On the bright side, most IT firms’ managements say that attrition rates are stabilising and are likely to ease in the second half of 2022-23. This is due partly to the cooling off in the start-up space, which was creating highly-paid jobs for coders. However, sub-contracting costs still remain high, indicating that the labour market is tight. The broader commentary around the Q2 results also claims that there has not been any serious tailing off in demand for the IT industry so far, but margin pressures could be building up. Among the IT majors, HCL Tech, which has an unusually high exposure to the infrastructure segment, is the only one that is guiding for a strong revenue expansion, or strongly rising margins. The other majors are guiding for maintaining their earlier projections or for some margin pressure.
Historically, the Indian IT services firms have always been seen as high-growth players in North America (where they earn over 65 per cent of their revenues). In addition, the industry is seen as a dynamic hedge against a weaker rupee due to the fact that the earnings are largely in hard currencies, while much of the costs are absorbed in rupees. However, the macro situation is currently unusual: The dollar has gained against all currencies and, in fact, the rupee has strengthened against the euro and the pound since it has lost less ground against the dollar. Thus, quite apart from weak growth in the EU and UK, the rupee strength is likely to impact revenues from those regions adversely.
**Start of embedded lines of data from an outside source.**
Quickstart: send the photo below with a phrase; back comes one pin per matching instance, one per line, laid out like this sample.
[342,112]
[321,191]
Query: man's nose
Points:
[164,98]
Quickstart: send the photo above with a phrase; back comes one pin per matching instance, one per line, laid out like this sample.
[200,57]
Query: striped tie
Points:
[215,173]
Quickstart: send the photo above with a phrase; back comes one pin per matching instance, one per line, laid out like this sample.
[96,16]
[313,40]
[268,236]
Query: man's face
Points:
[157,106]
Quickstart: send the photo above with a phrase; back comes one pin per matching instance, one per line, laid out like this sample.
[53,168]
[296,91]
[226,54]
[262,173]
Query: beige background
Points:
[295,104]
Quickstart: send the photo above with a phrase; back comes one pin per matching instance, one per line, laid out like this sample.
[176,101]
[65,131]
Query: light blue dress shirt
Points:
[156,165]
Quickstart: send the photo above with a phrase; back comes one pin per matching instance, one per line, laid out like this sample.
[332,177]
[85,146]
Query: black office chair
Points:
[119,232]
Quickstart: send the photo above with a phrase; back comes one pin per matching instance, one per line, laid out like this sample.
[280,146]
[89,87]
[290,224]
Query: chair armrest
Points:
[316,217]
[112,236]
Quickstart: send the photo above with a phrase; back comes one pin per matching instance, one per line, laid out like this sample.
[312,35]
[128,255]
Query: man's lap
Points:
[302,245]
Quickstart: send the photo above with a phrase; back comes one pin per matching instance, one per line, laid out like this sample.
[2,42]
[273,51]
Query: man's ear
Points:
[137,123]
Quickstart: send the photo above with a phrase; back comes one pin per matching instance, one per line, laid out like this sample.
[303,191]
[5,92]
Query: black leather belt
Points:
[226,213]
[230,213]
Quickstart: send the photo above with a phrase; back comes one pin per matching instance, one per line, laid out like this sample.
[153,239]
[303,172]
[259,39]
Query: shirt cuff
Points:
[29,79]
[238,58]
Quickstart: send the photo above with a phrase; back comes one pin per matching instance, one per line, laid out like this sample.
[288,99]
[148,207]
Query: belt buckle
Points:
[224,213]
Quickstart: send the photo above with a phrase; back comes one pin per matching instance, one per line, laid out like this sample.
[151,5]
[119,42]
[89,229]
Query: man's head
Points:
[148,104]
Among the big four, Wipro, TCS and Infosys have all reported rupee revenue growth of 4-6 per cent, which is flat in relative terms once inflation is taken into account. HCL Tech has done better. While TCS has reported high deal wins, it has also cautioned that timelines for new business orders may be “elongated” due to macro conditions, and it has pointed especially to weaknesses in the EU environment. The Infosys management commentary flags continued weakness in the mortgage and retail verticals, (both already mentioned as weak in Q1) and now in telecom and hi-tech. Wipro has mentioned there’s a slowdown in business from the hi-tech client segment. However, media, life sciences, and BFSI (banking, financial services, and insurance) are still showing positive growth.
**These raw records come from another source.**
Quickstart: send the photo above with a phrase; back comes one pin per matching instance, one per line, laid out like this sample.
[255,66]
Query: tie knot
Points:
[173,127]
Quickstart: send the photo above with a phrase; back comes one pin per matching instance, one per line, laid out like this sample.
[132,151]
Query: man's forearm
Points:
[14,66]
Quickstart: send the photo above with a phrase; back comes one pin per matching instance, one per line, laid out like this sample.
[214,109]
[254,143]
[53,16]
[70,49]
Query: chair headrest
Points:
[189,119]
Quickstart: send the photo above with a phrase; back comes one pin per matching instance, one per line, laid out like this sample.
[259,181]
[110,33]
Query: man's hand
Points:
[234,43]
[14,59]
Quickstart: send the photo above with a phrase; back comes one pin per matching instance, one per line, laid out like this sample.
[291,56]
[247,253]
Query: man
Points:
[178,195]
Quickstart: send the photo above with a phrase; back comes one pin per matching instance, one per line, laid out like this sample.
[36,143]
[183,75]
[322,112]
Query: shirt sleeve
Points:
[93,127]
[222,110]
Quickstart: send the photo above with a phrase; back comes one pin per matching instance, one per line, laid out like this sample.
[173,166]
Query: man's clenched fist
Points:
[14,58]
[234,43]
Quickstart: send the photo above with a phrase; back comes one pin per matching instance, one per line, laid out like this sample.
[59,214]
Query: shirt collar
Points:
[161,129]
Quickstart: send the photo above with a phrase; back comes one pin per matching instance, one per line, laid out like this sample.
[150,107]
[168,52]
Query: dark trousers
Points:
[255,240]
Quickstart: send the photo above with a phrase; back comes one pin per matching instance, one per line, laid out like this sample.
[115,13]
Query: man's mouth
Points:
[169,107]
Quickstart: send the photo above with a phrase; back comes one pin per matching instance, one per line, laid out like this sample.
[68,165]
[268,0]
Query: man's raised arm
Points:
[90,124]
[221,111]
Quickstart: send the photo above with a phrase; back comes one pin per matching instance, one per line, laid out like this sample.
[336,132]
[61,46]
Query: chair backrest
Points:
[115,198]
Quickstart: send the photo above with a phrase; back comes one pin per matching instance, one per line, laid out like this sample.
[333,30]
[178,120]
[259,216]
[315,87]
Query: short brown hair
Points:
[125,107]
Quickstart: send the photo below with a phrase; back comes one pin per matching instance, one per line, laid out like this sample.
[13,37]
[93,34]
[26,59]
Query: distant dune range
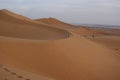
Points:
[54,51]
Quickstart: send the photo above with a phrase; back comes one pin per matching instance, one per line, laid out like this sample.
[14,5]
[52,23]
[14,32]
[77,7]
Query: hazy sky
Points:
[72,11]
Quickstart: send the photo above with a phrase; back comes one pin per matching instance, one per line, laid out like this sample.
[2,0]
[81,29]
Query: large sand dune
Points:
[23,45]
[11,26]
[55,23]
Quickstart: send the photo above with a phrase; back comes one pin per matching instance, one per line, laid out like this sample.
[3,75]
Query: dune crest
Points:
[27,29]
[7,12]
[55,23]
[53,52]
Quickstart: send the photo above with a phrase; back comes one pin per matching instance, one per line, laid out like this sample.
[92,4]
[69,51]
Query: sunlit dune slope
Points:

Historically, growth patterns in the IT industry have usually been correlated with global gross domestic product growth. However, there have been periodic bursts of growth during structural changes such as the Y2K changeover and, more recently, in the movement to the cloud, and the implementation of digitisation of processes across sectors. While those trends still remain in force, companies could cut back on discretionary spending in inflationary and recessionary conditions.